Smarter multi-cluster scheduling with dynamic scoring framework

In multi-cluster management, deciding where to deploy workloads is just as important as deciding what to deploy. Open Cluster Management (OCM) and Red Hat Advanced Cluster Management for Kubernetes provide powerful primitives for this through the Placement API and PlacementScore resources. These APIs enable intelligent workload distribution across clusters based on various criteria,but what if you could make these decisions based on real-time metrics of your choice from your clusters?

The power of Placement-based scheduling

The Placement API allows you to define rules for selecting managed clusters dynamically based on labels, cluster claims (properties reported from the cluster), taints/tolerations and built-in-scores. The Placement API can be combined with advanced PlacementScores, which extends the built-in-scoring capabilities. You can rank clusters numerically and let the placement engine automatically select the best candidates for your workloads. This allows you to build a sophisticated scheduler for multi-cluster environments.

While static scores work for fixed criteria (like cluster tier or region), real-world scheduling decisions often depend on dynamic factors:

Cost efficiency: Deploy to clusters with lower resource costs
Resource availability: Avoid overloaded clusters with high CPU or memory usage
Network latency: Choose clusters closer to your users or data sources
Predictive metrics: Score based on forecasted resource trends, not just current state

The challenge? Manually collecting metrics, calculating scores, and updating PlacementScore resources across dozens or hundreds of clusters is impractical.

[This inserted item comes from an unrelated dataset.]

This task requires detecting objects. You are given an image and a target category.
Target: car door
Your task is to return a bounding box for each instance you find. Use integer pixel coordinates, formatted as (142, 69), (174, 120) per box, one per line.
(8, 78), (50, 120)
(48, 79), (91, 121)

Introducing the Dynamic Scoring Framework

The Dynamic Scoring Framework helps solve this problem by providing a general-purpose framework for automating cluster scoring based on Prometheus metrics. It acts as a bridge between your monitoring system and the Placement API, continuously evaluating clusters and updating their scores. The Placement API generates a corresponding PlacementDecision with the selected clusters listed in the status. As an end-user, you can parse the selected clusters and then operate on the target clusters. Or you can also integrate a high-level workload orchestrator with the PlacementDecision to leverage its scheduling capabilities.

How it works

The framework consists of three key components, including two custom resource definitions (CRD):

DynamicScorer (CRD): Register your custom scoring logic as a custom resource. Define what metrics to collect (for example, CPU usage, network latency) and which scoring API should process them.
DynamicScoringConfig (CRD): Aggregate multiple DynamicScorers and distribute the configuration to managed clusters with ConfigMaps.
DynamicScoringAgent: Deployed in each managed cluster, this agent watches for scoring configurations, fetches metrics from the local Prometheus instance, calls your scoring API, and publishes results as AddOnPlacementScores.

Here's the elegant part: You write the scoring API and logic, configure the framework CRDs mentioned above and the framework handles everything else, including metric collection, API calls, score updates, and integration with the Placement API.

Build your own scorer

The framework's extensibility is its superpower. Developers can build custom scorers tailored to their specific needs. For example:

Cost-based scoring: Query cloud provider APIs or cost metrics to score clusters by their expense per workload.
Predictive CPU scoring: Use machine learning models to predict CPU load increase over the next hour and score clusters inversely to expected load.
Latency-based scoring: Measure network latency from clusters to specific endpoints and score for proximity.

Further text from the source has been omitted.